Have your students write a research report on a topic inspired by
the novel. Possible topics include the Harlem riots of the 1960s,
police brutality, inner-city problems, sibling rivalry, stages of
the grieving process, abandoned children, high school dropouts, West
Indian immigrants, and so on.
- TV Talk Show.
In this project, students stage a TV talk show. The teacher and a
student volunteer will role-play the hosts of the talk show. The other
students in the class will role-play the members of the studio audience
and the guests-main characters from The Friends. The TV talk
show will explore family relationships and friends.
- Tell students that you are going to play the role of a co-host
on a TV talk show. Have students research the different jobs that
will be necessary to stage a TV talk showsuch as camera
operator, director, writer, actor, expert guest. Invite student
volunteers to play the roles of an additional co-host and the
following guests-Phyllisia, Ruby, Ramona, Calvin, and Edith. The
rest of the class will role-play the studio audience.
- To prepare for the talk show, instruct a group of students to
develop a list of questions that will prompt discussion and draw
out the guests.
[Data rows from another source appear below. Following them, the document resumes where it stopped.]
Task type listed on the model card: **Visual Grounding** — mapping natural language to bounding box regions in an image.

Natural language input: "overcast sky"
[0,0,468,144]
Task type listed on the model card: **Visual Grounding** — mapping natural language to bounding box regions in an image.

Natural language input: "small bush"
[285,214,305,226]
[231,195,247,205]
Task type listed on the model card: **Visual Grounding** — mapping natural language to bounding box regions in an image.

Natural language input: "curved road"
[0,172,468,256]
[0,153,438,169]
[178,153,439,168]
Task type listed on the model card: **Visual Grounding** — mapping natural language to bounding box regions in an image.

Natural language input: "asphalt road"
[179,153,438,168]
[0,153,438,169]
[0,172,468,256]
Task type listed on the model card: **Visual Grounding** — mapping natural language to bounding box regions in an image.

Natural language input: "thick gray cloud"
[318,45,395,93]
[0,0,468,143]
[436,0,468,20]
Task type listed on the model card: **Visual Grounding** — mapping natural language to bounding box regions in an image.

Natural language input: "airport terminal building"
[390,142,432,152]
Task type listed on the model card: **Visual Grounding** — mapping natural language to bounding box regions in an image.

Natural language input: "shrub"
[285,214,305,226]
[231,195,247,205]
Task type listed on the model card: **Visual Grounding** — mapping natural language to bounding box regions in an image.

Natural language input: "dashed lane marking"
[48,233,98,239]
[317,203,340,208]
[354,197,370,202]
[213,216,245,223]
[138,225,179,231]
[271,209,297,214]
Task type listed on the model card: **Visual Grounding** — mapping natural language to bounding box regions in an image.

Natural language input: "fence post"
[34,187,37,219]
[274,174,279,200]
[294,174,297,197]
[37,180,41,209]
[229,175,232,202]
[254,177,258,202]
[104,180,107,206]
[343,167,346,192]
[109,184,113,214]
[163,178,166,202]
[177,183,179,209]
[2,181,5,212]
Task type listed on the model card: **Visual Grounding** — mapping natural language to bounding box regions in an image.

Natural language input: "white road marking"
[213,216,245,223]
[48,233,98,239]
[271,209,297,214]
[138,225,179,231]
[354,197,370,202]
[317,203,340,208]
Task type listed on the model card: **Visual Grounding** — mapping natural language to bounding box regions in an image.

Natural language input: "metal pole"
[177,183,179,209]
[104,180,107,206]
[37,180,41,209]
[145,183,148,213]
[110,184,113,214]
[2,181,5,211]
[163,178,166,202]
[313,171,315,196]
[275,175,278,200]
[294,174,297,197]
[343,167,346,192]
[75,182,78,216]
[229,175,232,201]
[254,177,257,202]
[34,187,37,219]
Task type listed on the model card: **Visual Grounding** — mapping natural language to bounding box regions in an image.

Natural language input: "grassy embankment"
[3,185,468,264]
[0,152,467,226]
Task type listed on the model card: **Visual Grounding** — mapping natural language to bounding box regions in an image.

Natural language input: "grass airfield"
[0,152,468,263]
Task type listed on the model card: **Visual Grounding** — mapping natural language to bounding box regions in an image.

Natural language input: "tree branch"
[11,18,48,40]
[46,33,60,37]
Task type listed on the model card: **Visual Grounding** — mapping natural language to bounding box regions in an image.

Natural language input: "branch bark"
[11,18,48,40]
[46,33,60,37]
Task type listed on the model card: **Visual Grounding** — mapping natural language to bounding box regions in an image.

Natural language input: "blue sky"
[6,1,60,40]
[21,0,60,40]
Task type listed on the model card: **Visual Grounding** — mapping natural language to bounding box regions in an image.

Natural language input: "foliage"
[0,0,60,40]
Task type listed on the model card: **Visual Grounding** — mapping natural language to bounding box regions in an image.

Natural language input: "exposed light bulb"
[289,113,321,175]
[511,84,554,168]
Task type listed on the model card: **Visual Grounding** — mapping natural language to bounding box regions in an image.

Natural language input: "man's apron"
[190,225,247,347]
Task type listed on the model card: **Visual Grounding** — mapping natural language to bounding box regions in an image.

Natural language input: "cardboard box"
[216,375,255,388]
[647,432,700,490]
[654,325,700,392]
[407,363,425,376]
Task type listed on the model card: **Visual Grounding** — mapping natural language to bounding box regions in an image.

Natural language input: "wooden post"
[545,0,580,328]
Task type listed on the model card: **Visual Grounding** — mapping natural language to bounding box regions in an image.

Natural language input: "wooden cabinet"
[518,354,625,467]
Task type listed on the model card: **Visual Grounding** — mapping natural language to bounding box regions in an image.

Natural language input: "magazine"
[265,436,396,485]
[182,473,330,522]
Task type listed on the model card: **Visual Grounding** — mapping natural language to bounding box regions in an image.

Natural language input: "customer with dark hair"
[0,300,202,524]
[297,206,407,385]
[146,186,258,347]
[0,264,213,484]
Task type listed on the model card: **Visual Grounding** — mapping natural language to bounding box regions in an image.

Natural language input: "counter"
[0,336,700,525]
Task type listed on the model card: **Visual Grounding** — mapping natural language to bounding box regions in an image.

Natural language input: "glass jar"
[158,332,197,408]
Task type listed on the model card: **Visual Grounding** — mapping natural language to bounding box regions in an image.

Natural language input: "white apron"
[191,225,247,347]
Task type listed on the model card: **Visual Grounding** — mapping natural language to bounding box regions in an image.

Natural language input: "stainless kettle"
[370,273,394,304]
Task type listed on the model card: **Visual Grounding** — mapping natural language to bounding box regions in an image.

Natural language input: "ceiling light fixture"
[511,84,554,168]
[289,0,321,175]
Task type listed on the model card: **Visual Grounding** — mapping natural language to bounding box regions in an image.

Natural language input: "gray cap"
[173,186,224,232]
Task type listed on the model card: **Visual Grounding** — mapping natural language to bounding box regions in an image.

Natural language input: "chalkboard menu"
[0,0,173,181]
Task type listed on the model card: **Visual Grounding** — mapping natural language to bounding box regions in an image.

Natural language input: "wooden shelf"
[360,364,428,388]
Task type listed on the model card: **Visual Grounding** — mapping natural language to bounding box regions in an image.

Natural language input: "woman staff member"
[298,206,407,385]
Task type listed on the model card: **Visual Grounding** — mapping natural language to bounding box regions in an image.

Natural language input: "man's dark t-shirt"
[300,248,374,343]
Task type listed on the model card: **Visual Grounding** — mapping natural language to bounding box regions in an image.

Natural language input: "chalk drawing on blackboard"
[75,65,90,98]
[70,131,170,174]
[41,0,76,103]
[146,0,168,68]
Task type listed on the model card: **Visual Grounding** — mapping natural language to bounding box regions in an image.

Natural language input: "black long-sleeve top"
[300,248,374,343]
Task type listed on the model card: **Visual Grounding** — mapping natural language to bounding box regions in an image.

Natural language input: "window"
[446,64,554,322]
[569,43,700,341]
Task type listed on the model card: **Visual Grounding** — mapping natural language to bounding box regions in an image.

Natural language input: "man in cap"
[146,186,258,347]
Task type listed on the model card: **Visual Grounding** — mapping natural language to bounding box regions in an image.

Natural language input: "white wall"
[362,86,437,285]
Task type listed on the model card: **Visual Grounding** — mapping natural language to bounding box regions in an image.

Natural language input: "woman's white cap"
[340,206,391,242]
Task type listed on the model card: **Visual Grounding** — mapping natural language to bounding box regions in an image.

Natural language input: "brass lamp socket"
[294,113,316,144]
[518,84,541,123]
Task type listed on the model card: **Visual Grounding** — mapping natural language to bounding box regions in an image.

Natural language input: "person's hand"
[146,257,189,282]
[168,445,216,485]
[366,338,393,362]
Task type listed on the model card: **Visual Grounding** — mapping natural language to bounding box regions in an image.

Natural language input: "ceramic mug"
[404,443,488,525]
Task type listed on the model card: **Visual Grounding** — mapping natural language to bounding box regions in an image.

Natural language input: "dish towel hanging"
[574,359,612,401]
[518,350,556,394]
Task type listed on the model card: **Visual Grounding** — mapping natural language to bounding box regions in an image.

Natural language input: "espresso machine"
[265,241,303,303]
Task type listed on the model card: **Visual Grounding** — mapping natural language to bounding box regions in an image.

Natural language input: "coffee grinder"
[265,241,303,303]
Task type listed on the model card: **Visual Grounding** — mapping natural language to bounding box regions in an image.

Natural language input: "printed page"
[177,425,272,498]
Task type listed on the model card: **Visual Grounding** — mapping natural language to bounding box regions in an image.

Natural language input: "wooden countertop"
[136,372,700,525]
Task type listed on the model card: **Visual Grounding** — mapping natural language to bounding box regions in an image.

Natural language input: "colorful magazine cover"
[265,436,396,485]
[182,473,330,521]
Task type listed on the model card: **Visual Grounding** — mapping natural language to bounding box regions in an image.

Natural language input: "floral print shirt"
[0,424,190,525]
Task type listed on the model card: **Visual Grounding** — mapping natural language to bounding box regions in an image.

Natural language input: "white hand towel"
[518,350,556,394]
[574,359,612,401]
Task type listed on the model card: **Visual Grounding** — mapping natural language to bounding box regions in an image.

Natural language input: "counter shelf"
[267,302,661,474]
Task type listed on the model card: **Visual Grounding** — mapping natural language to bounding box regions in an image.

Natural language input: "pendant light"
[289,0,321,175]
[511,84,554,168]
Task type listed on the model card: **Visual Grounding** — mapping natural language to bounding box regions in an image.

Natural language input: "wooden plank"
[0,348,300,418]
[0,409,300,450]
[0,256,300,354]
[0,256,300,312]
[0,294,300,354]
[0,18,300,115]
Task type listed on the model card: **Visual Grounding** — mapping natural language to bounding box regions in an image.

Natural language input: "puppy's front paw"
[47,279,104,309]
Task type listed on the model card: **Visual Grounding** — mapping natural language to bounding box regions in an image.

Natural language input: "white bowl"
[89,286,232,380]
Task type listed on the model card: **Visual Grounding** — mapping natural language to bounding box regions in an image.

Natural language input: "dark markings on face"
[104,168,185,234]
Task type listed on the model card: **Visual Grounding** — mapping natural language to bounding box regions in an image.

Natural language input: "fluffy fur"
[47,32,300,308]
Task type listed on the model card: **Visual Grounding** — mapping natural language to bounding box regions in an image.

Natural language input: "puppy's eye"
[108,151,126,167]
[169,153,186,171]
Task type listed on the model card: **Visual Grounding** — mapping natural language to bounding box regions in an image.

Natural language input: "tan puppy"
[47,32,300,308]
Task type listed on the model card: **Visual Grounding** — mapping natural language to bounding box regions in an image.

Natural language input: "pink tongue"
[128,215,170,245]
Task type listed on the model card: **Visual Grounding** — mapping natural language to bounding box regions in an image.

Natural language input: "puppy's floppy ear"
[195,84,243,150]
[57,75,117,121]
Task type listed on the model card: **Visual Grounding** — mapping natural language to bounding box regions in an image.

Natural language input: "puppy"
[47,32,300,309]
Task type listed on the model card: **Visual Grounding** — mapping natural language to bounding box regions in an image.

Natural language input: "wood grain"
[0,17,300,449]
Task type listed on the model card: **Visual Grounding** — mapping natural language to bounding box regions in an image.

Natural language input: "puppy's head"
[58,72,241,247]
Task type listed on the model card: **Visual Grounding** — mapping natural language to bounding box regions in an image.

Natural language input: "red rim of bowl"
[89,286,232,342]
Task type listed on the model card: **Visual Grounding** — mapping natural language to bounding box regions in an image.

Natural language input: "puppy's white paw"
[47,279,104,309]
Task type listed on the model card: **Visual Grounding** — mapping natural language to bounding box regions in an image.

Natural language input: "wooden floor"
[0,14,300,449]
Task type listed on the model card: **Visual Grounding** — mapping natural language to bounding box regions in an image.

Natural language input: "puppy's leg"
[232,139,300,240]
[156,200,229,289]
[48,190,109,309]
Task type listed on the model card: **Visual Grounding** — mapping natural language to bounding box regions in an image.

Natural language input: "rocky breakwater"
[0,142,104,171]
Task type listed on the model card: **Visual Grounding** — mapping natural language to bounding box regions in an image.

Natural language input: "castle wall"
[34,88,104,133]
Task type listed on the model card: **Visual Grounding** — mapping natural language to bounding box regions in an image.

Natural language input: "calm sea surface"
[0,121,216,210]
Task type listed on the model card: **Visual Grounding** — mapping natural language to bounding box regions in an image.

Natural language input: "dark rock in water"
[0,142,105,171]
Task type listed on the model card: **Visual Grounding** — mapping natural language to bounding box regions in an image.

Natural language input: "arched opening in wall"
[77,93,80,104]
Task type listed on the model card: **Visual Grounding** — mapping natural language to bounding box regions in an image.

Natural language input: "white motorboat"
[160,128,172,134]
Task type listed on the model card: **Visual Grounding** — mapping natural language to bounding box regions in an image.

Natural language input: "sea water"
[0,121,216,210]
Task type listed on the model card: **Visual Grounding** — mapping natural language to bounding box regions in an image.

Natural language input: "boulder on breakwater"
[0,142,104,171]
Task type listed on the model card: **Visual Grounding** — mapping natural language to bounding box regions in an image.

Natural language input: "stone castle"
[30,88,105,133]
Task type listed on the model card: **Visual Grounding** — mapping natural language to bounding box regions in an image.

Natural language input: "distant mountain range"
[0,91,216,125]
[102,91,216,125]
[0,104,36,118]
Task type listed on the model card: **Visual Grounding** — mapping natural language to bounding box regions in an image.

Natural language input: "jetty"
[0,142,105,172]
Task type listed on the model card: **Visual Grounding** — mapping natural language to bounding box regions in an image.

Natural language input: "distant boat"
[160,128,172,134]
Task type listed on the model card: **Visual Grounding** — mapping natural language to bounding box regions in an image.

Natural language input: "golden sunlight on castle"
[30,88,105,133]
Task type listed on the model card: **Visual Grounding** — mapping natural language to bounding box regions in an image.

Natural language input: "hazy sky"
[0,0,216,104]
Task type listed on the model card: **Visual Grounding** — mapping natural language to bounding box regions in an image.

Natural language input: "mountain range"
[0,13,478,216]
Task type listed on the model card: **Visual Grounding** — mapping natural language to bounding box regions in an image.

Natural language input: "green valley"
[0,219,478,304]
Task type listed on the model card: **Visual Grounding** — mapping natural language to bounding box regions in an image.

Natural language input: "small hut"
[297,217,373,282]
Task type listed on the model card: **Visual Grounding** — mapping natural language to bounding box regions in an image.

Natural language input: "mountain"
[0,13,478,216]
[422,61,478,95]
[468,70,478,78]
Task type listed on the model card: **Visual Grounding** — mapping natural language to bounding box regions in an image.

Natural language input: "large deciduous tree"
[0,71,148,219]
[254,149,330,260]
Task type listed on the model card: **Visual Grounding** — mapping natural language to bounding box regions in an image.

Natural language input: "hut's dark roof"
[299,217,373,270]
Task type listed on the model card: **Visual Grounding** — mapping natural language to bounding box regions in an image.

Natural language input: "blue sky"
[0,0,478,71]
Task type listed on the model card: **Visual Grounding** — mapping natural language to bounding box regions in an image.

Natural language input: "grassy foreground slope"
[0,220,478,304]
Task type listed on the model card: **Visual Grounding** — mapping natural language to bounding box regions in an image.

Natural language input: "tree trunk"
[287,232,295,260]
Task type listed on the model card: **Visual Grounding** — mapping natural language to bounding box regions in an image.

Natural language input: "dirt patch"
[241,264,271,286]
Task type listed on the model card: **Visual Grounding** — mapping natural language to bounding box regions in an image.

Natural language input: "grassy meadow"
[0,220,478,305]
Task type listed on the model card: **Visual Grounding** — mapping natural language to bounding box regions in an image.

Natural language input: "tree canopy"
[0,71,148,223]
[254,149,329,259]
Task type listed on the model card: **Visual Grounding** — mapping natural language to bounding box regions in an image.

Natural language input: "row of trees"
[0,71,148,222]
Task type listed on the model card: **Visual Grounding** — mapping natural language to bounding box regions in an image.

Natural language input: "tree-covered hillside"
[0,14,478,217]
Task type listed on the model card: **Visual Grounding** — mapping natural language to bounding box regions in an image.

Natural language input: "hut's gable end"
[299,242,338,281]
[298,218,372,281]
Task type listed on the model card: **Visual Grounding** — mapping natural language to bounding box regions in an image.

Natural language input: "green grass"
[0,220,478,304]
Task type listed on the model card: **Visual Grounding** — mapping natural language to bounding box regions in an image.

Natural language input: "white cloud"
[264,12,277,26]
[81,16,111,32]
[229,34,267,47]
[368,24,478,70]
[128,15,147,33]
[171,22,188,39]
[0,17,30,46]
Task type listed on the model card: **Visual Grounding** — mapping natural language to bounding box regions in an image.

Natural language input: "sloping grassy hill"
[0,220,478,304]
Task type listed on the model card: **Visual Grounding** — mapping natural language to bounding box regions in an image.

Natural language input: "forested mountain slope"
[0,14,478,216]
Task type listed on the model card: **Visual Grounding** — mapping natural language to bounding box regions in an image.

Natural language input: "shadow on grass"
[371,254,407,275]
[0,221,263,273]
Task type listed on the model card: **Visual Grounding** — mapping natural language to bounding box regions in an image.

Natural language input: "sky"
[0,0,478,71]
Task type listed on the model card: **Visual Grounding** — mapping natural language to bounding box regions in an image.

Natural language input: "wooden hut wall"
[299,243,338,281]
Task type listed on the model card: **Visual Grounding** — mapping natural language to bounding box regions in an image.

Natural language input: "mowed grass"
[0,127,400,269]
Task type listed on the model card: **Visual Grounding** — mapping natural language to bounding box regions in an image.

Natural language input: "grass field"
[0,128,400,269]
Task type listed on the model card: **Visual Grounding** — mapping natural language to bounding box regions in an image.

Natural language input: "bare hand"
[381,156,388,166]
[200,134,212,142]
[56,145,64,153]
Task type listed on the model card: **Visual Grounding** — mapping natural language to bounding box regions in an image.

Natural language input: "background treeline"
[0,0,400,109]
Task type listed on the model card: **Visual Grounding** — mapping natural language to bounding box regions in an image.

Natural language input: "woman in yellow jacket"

Students can research psychology and sociology
resources so that their questions focus on the major themes suggested
in The Friends, including the nature of friendship, the
difficulties of fitting in, the responsibilities of family members
to one another, and the way young people depend on their friends
in order to cope with tragedies in their lives.
- Start the TV talk show by introducing the guests and explaining
the focus of the program. Then you and your student co-host can
begin interviewing and questioning the "guests" from The Friends. Include
the studio audience in the discussion. At the conclusion of the
talk show, ask students to summarize the key points discussed.